Not for freeform text generation.
💡 Use case
{
"functions": [
{
"name": "get_weather",
"parameters": {
"type": "object",
"properties": {
"location": { "type": "string" }
}
}
}
]
}
🌀 5. Sampling-based Criteria (e.g., Repetition Penalties, Top-p, Temperature)
🔍 What is it?
Use token sampling strategies to bias the model toward stopping earlier or reducing rambling.
✅ Pros
More natural termination in creative writing or poetry.

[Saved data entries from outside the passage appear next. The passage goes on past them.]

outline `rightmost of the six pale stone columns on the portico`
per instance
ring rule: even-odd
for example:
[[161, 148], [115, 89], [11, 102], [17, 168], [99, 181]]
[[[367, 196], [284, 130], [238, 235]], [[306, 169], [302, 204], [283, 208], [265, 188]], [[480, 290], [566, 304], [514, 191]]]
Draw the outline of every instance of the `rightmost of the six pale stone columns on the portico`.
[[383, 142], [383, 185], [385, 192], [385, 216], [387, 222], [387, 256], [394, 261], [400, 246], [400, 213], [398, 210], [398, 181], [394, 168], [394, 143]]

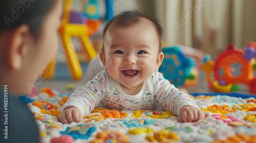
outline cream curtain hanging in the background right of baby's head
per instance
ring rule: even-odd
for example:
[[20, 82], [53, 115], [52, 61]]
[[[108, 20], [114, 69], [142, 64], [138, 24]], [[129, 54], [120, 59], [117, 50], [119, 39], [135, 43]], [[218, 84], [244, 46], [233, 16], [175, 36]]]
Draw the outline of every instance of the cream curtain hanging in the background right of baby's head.
[[256, 41], [255, 0], [155, 0], [164, 41], [183, 44], [216, 57], [233, 43]]

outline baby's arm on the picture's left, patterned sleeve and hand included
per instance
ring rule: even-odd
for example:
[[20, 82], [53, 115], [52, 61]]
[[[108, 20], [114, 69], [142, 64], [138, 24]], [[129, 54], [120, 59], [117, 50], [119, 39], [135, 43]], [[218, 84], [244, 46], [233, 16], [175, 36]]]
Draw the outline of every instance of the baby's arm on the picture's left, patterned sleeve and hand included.
[[85, 115], [90, 114], [108, 92], [110, 80], [107, 77], [106, 72], [102, 71], [86, 85], [76, 89], [62, 106], [62, 112], [58, 116], [59, 121], [80, 122]]

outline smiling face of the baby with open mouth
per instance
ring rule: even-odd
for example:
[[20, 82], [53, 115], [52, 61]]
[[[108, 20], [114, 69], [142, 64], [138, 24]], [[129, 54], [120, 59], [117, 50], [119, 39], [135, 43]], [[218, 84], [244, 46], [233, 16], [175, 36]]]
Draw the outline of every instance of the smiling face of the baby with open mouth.
[[149, 21], [143, 19], [127, 28], [110, 27], [106, 33], [102, 62], [122, 86], [141, 85], [158, 70], [159, 61], [158, 36]]

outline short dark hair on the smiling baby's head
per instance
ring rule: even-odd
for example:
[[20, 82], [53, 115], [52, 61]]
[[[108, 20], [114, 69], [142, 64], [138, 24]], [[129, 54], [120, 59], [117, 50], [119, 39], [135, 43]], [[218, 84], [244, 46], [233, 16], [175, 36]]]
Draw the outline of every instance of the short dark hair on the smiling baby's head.
[[150, 20], [153, 26], [156, 29], [159, 39], [159, 52], [161, 51], [161, 40], [163, 37], [163, 28], [160, 25], [159, 20], [150, 18], [144, 13], [139, 11], [124, 11], [119, 13], [118, 15], [114, 16], [111, 20], [106, 22], [103, 30], [103, 45], [102, 45], [102, 52], [104, 53], [104, 39], [106, 37], [106, 32], [108, 32], [109, 27], [113, 24], [116, 28], [118, 27], [129, 27], [133, 26], [141, 21], [142, 18], [146, 18]]

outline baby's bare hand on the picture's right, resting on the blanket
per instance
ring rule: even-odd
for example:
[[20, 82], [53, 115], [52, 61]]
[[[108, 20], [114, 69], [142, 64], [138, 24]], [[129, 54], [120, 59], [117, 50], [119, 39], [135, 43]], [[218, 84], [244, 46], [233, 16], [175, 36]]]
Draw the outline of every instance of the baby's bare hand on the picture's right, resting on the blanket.
[[196, 122], [205, 118], [204, 112], [192, 106], [184, 106], [180, 109], [178, 121], [179, 122]]

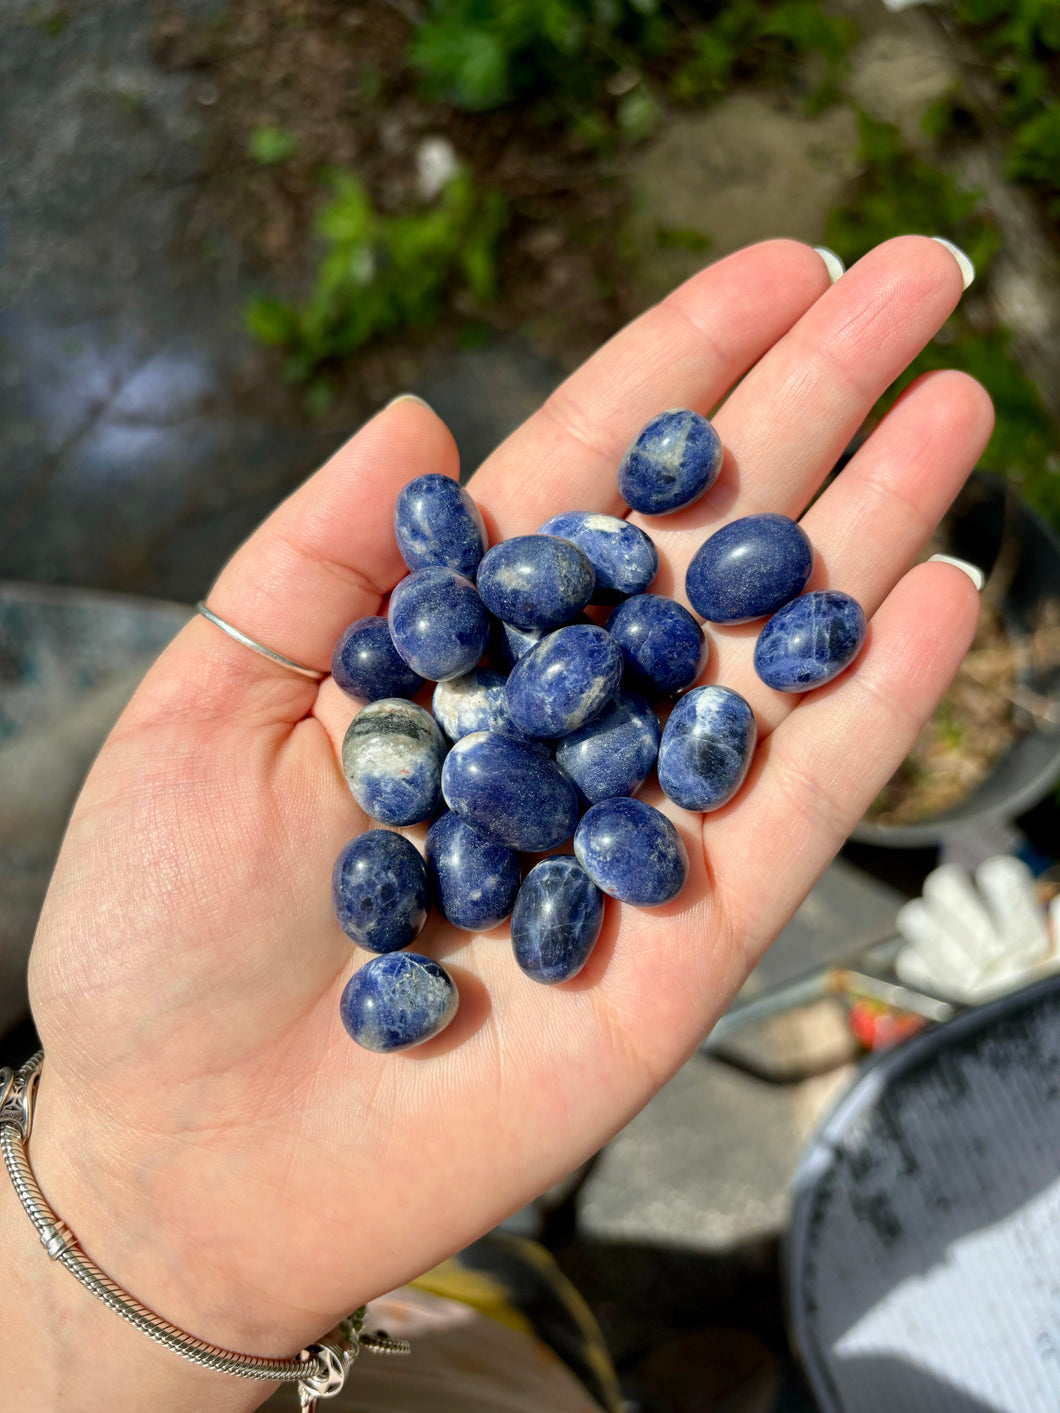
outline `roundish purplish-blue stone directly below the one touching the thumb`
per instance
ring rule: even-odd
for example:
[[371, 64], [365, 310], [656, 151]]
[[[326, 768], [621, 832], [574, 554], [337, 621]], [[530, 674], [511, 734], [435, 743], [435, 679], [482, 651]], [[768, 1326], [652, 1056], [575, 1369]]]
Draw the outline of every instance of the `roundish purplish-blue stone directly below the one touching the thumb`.
[[489, 640], [489, 613], [475, 585], [438, 565], [401, 579], [390, 595], [387, 623], [406, 663], [432, 682], [471, 671]]

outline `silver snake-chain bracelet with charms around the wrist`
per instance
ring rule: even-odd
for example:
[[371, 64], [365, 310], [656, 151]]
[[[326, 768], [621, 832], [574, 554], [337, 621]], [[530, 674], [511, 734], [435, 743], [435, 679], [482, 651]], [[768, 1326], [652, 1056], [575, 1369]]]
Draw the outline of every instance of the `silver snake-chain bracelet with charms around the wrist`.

Encourages diverse but coherent outputs.
⚠️ Cons
Indirect — you’re guiding rather than explicitly stopping.
Needs fine-tuning and experimentation.
💡 Use case
openai.ChatCompletion.create(
model="gpt-4",
messages=chat_history,
temperature=0.7,
top_p=0.9,
presence_penalty=0.6
)
🧩 6. Custom Callbacks or Streaming Interruption
🔍 What is it?
If using token streaming, you can define your own logic to interrupt generation mid-way.
✅ Pros
Extremely flexible.
Real-time control (great for agents, UI, etc.).
⚠️ Cons
Requires more infrastructure.
Must handle partial outputs gracefully.
💡 Use case
def stop_streaming_callback(token):
if token == "<END>" or too_many_tokens_seen():
raise StopGeneration()
# Used in streaming pipelines or async frameworks.
🧠 Bonus: Multi-Criteria Hybrid Approaches
In production, you often combine several of the above:
Set a max_tokens limit.
Define a stop sequence.
Monitor output for semantic completion.
Abort via a custom callback if needed.
This gives you both safety and flexibility.
🧭 Wrapping Up
Stopping criteria isn’t just a technical detail — it shapes the user experience, performance, and reliability of your LLM-powered product.
Whether you’re auto-generating code, writing product descriptions, or managing multi-turn dialogue, pick the criteria (or combo) that fits your use case. A thoughtful stopping strategy can elevate the quality and control of your AI systems by a mile.